In theory, the Information and Consultation Regulations mean firms face fines of up to £75k if they fail to consult staff – but what will it mean in practice?
By the time you read this, construction employers who fail to set up national works councils when required to do so or consult their employees before taking business decisions may have to pay a penalty of £75,000.
This is one effect of the Information and Consultation of Employees Regulations 2004, which came into force on 6 April 2005. It is probably a prospect that many companies view with alarm, particularly those whose industrial relations have not always been smooth.
The idea of having to talk to staff reps before taking business decisions will no doubt go against the grain for many employers, but the consequences of failing to do so could be serious.
As well as the financial penalty, non-compliant employers risk conflict with staff and unions. In addition, employers bidding for public sector construction work may find their prospects for success jeopardised if actions have been brought against them for failing to comply with the regulations.
Employers may already have completed questionnaires on their track record on race and sex discrimination claims as part of a bid process. It’s easy to imagine that, in future, it may also be necessary for employers to disclose details of how they inform and consult with staff.
The implementation of these regulations gives the building unions the chance to get a foot in the door at firms where they have no presence. Unions not officially recognised by an employer may be able to gain access to its workforce and compel the employer to deal with the union at least for certain purposes. Unions already recognised by an employer may seize upon the regulations as a way of enhancing their role within the business and increasing their profile with the workforce.

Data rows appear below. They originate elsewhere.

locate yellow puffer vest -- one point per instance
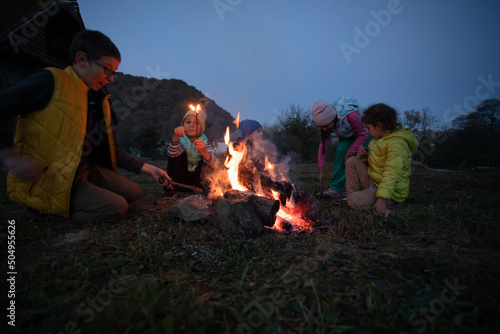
(54, 138)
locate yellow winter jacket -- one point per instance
(389, 164)
(54, 138)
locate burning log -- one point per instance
(244, 213)
(253, 179)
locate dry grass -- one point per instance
(431, 266)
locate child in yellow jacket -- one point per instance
(383, 174)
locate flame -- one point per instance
(290, 217)
(237, 121)
(269, 167)
(232, 162)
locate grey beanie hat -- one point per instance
(323, 113)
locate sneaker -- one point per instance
(340, 201)
(333, 193)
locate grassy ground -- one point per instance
(430, 267)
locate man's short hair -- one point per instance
(94, 44)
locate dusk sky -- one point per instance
(258, 57)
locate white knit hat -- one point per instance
(323, 113)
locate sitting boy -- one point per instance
(64, 157)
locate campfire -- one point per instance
(246, 200)
(253, 200)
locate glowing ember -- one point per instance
(290, 217)
(232, 162)
(269, 167)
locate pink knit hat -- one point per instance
(323, 113)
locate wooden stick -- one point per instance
(183, 186)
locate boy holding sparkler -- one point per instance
(190, 150)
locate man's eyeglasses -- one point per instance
(107, 71)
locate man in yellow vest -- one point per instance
(64, 157)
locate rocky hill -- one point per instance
(142, 103)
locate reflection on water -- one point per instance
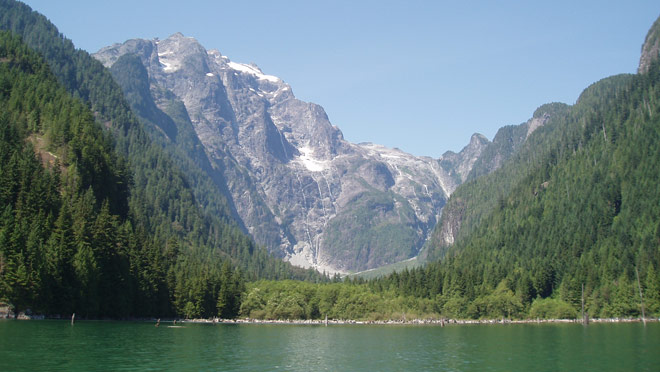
(139, 346)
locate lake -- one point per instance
(47, 345)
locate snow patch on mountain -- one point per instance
(253, 70)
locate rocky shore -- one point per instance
(440, 322)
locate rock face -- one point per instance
(298, 187)
(651, 48)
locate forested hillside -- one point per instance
(578, 205)
(168, 255)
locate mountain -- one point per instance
(477, 196)
(573, 211)
(296, 185)
(121, 233)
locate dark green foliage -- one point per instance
(98, 222)
(577, 204)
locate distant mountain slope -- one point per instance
(172, 231)
(298, 187)
(577, 204)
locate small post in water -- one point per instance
(641, 299)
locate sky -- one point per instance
(421, 76)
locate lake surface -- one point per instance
(48, 345)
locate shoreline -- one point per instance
(438, 322)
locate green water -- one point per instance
(133, 346)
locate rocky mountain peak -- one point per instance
(298, 186)
(650, 48)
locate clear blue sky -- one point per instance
(418, 75)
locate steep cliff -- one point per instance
(296, 185)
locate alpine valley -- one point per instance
(160, 179)
(294, 183)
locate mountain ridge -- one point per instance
(291, 176)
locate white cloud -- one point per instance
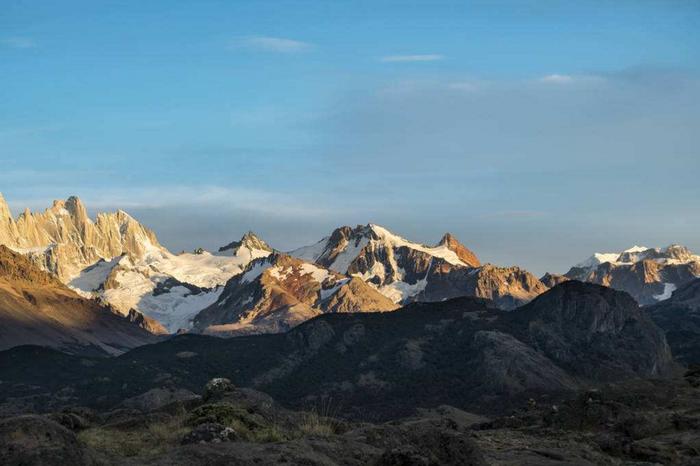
(465, 86)
(271, 44)
(18, 42)
(557, 78)
(217, 198)
(411, 58)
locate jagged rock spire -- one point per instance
(464, 254)
(8, 228)
(249, 241)
(5, 212)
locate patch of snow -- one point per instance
(311, 253)
(344, 259)
(91, 278)
(327, 293)
(669, 288)
(255, 271)
(318, 274)
(442, 251)
(598, 258)
(400, 292)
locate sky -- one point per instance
(537, 132)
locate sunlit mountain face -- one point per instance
(349, 233)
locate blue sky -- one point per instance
(535, 131)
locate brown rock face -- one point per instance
(550, 280)
(648, 274)
(507, 287)
(63, 239)
(35, 308)
(465, 255)
(279, 292)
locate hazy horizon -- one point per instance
(536, 134)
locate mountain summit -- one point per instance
(63, 239)
(249, 245)
(406, 271)
(650, 275)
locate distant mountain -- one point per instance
(278, 292)
(462, 352)
(679, 317)
(36, 308)
(405, 271)
(650, 275)
(121, 262)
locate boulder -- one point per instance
(158, 398)
(38, 441)
(210, 432)
(217, 388)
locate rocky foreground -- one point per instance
(640, 422)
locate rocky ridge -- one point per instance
(36, 308)
(405, 271)
(650, 275)
(278, 292)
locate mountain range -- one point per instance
(363, 348)
(247, 286)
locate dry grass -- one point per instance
(154, 439)
(319, 421)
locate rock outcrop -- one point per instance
(650, 275)
(279, 292)
(63, 239)
(36, 308)
(679, 317)
(405, 271)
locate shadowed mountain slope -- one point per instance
(36, 308)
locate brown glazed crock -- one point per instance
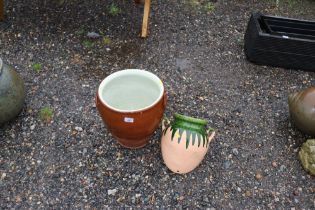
(135, 134)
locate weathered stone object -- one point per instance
(307, 156)
(302, 110)
(12, 93)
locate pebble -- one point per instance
(247, 193)
(274, 164)
(235, 151)
(226, 164)
(32, 127)
(112, 192)
(258, 176)
(93, 35)
(282, 168)
(79, 129)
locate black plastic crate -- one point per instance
(280, 42)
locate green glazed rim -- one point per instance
(1, 64)
(190, 119)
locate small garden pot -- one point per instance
(302, 110)
(131, 103)
(12, 93)
(185, 142)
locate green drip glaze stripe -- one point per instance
(190, 119)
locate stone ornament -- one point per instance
(302, 110)
(185, 142)
(307, 156)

That may worry construction employers, but for a number of reasons things may not be as grave as they seem. First, only those employers with 150 or more employees will be required to comply with the regulations from 6 April 2005. However, employers with 100 or more employees will have to comply from April 2007, and employers with 50 or more employees from April 2008, so the stay of execution may be temporary.
Another crumb of comfort for reluctant employers is that the obligation to set up a works council and to inform and consult with its employees is only triggered if formally requested by at least 10% of the employees in the business. This may mean that construction employers may not receive many valid requests because their workforce does not perceive a works council as conferring any real benefit on them or because the employees cannot motivate themselves to attain the 10%. Despite some employers’ attempts to employ more permanent employees as opposed to relying on CIS subbies, the pattern of “here today, gone tomorrow” remains common. Employees who do not anticipate a long-term working relationship with an employer may have little interest in whether they are consulted.
Additionally, if an employer has already set up a form of works council that meets the requirements set out in the regulations of a “pre-existing agreement”, the employees will need to succeed in a ballot where more than 40% of the workforce vote in favour of a works council. Such an deal can be on whatever terms the employer is able to get its employees to go along with. As such, it may be able to agree far less onerous obligations than those contained in the regulations.
Employers have a choice to make: consider setting up a pre-existing agreement on terms that they can live or wait to see if the employees attain the 10% that triggers the obligation to consult.
Furthermore, even if the provisions of the regulations are triggered, the obligation to inform and consult does not mean that employers actually have obtain staff consent before implementing a decision. All that is required is “to work in a spirit of co-operation and with due regard for […] rights and obligations” and, in certain circumstances, to consult “with a view to reaching agreement”. The regulations recognise that the interests of employers and employees are not always the same, and that all the informing and consulting in the world will not necessarily produce consensus.